Thursday, August 23, 2007

Back From Hiatus: On to more reading -- Union in Christ by Purves and Achtemeier

Yes, I've taken a three week or so hiatus from blogging. We've had a number of activities that have left me with little energy for blogging.

Yet the summer reading goes on, and as we bring our Covenant-First summer book clubs to a close, we're starting into Union In Christ: A Declaration for the Church by Andrew Purves and Mark Achtemeier. Thus, it's time for me to get back to the keyboard and think through this concise and well written document. This text is a different kind of document from the other books we’ve looked at this summer. Andrew Murray’s Absolute Surrender was a devotional book distilled from a number of addresses given to general audiences. Meanwhile Torrance’s Worship, Community, and the Triune God of Grace was distilled from a focused lecture series given to a group of theological students.
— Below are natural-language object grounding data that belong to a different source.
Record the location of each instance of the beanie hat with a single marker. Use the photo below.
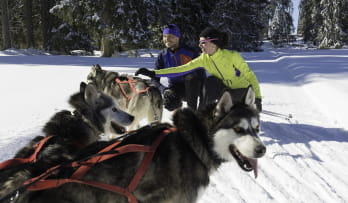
(172, 29)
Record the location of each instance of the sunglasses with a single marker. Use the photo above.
(204, 41)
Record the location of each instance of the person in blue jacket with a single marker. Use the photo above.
(180, 88)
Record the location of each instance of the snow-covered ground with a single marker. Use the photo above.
(306, 159)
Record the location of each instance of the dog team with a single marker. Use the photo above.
(89, 155)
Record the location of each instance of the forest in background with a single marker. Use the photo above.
(119, 25)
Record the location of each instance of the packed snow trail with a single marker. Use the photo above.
(306, 159)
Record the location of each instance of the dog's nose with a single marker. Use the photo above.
(260, 151)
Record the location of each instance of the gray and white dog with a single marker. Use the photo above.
(94, 113)
(127, 91)
(182, 163)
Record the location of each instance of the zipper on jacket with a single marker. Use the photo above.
(217, 68)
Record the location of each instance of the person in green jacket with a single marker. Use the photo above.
(227, 69)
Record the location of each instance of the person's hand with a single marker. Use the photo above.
(258, 103)
(146, 72)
Union in Christ is not a series of lectures. It is subtitled “A Declaration for the Church” – the more likely literary parallel is the United States Declaration of Independence. In both, we have a short, pithy statement that is carefully worded and each phrase bears the weight of great reflection. On the other hand, the statement is designed to be intelligible to non-specialists. The language used is deliberately chosen to stir the hearts of readers. Both declarations were authored by small committees to be presented to larger bodies for approval (the continental congress in the case of the US declaration; the Presbyterian coalition in the case of Union in Christ).
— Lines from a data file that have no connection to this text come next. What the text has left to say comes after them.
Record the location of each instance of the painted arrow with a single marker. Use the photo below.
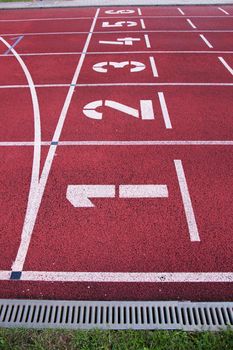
(78, 195)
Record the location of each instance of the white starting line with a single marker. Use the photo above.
(139, 277)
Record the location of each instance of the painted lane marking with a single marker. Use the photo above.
(18, 39)
(164, 109)
(118, 12)
(142, 23)
(206, 41)
(191, 23)
(187, 203)
(226, 65)
(118, 53)
(114, 84)
(145, 111)
(100, 17)
(226, 13)
(119, 24)
(147, 41)
(102, 67)
(152, 277)
(25, 236)
(119, 143)
(182, 12)
(143, 191)
(153, 67)
(5, 275)
(78, 195)
(24, 245)
(128, 41)
(120, 32)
However, the Union in Christ text also contains the author’s commentary on the declaration itself – thus we get to see and understand some of the reasoning going into the careful wording, and we’re prompted to greater reflection. In short, with the commentary and questions, a theological document transforms into a devotional piece. Purves and Achtemeier did a great service in continually pointing us to the scriptures that undergird their work. Too often in contemporary theology, scripture reference is an afterthought, lending the impression that the cleverness of the theologian is more important than the foundation upon which he builds. Purves and Achtemeier have no such inclinations. They consistently lead us back to scriptures. They take great pains to show that their teaching is not a new one – it is the foundational teaching of the church rooted in scripture; their aim has been to state the basic truths in fresh ways.
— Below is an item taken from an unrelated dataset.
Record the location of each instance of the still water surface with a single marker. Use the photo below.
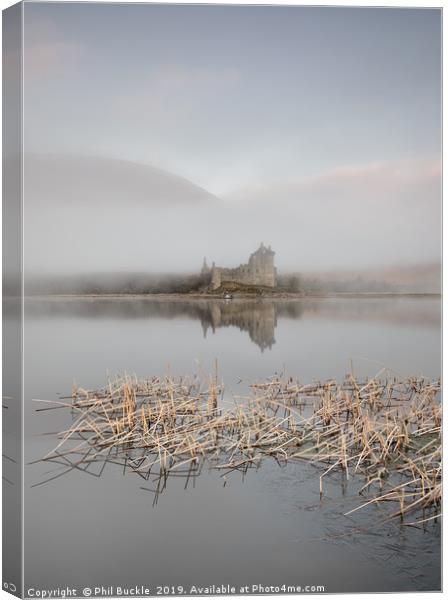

Like all documents, this one is time-bound. However as a declaration, it is designed to address the issues of its day – which continue to be issues within the Presbyterian church and the church at large. The five sections of this declaration deal with: Christology (who is this Jesus), discipleship (what is life in Jesus), authority (who says what’s what), mission (what is the church supposed to be doing), and church unity (what is it that binds us together). Purves and Achtemeier take pains to point out that a declaration, by its nature, is limited in scope. This isn’t a systematic theology. They ask that they evaluate the statement based on what it says about the topics covered, rather than what is left out.

So over the next few days, join me as we explore this document together.